Build-to-rent (BTR) is an emerging trend in the UK housing market. Inspired by what’s available in large parts of Europe and North America, build-to-rent has emerged in response to soaring demand for quality rental housing. With new developments reflecting the changing needs and priorities of modern renters. Some consider them the future, while others have reservations. To help you decide if you should live in one, we take a look at the B2R scene.
What is B2R?
Build-to-rent is pretty much what it says on the tin – homes built for renting rather than for sale. A build to rent development consists of clusters of at least 50 homes (usually apartments) designed and purpose-built to let to private tenants.
Blocks of BTR apartments are typically funded by financial institutions who see them as a long-term investment – they earn rent from tenants over many years as the return on their investment.
BTR blocks may well have a ‘brand name’ and be of a higher standard than most other privately-let properties, which tend to be converted houses that are owned and managed by individual landlords.
As of January 2020, there are 40,200 BTR apartments across the UK, with just over 35,000 under construction and 75,500 others planned – that sounds a lot but there are five million households privately renting, so BTR remains a very small part of the rental sector…for the moment.
What’s the appeal of B2R?
What makes build-to-rent different is the focus on service, with build-to-rent developments offering professional on-site management and amenities including on access to free broadband, on site gyms and fitness centres. Some even have swimming pools and cinemas.
A lot of them will have big communal spaces like games rooms, bars, or lounges. Most also include concierge services so it’s more like living in a modern hotel with a private suite, or a posh university dorm. No need to worry where your Amazon parcel went or where to go for help if you’ve got noisy neighbours!
As well as being a decent place to call home, most build to rent properties are designed to create a community feeling. And many will run events or activities for the building which can be a great way to make new friends if you’re new to an area or just looking to meet some like-minded people.
Unlike a lot of traditional private rentals, build to rent housing is ultra-modern and up to date - so tend to be eco-friendly, energy efficient and include mod cons like underfloor heating which would cost a fortune to install even if you owned a house!
What are the downsides?
Although build to rent developments are excellent value for money, they’re not always the most affordable. They are usually within the upper price range ‘per square foot’ for rental properties wherever they are built. But, this isn’t surprising given the high quality of the apartments and services, and bear in mind the rent usually covers all bills.
Another aspect to consider is build to rent tenancies tend to be for longer periods - typically for 3 years or more.
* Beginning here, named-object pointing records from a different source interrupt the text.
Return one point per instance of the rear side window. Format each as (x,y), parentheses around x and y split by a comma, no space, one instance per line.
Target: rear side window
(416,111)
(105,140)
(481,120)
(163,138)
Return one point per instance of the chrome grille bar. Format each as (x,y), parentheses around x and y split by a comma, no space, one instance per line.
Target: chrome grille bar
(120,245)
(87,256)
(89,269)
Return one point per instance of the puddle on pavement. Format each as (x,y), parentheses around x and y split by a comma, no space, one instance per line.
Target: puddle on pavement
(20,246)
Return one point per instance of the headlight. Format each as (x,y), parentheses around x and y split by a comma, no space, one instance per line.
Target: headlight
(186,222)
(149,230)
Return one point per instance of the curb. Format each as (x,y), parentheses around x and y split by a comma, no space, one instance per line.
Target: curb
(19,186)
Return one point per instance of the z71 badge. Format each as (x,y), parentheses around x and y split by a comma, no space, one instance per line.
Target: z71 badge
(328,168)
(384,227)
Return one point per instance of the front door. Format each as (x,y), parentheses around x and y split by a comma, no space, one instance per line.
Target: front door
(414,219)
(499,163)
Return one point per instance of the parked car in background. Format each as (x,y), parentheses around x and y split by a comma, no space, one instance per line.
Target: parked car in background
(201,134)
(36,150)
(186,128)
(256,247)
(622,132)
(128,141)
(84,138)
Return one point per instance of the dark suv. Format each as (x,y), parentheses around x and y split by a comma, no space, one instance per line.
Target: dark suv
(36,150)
So if you’re looking to move regularly this could be restrictive.
Where can I find a B2R property/apartment?
There are no specific build to rent portals - they tend to be mixed in with other types of rental property on portals when you’re looking for a rental property. But, one usual giveaway is ‘utilities included in rent’.
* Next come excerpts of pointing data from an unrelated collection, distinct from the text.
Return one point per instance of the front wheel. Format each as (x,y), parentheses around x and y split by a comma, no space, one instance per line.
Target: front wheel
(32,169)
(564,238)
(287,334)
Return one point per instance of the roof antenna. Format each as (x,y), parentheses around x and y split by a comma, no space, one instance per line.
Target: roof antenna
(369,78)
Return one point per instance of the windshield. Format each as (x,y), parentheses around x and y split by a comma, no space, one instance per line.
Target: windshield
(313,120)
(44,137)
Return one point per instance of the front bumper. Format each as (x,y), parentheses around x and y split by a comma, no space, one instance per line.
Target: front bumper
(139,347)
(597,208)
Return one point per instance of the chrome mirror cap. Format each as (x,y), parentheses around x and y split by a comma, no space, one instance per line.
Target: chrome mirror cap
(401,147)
Another way to track them down is to look out for the main players in this market who operate the developments. There are two types, roughly speaking.
These are either ‘co-living’ developments, where the apartments can be quite small but there are loads of shared social areas including lounges and dining areas. Or, they can be more traditional developments where tenants have larger apartments and fewer shared amenities.
At Canopy our build to current partners include Get Living, Moda and Rettie.
Is Build to Rent the future for renting?
The government says it wants many more Build to Rent developments for three reasons.
1. Firstly, they are usually high quality in their own right;
2. Secondly, they help drive up the standards of older individual rental properties nearby which have to compete for tenants.
3. Third, the higher standards and communal facilities of Build to Rent developments will be more suitable to older renters – and this demographic is likely to grow.
The Centre for Housing Policy at York University estimates that by 2040 up to one-third of 60-year-olds will rent privately. This is in addition to around 40% of under 35s who will rent privately. So build to rent properties are likely to increase and there’s probably one near you or one coming soon!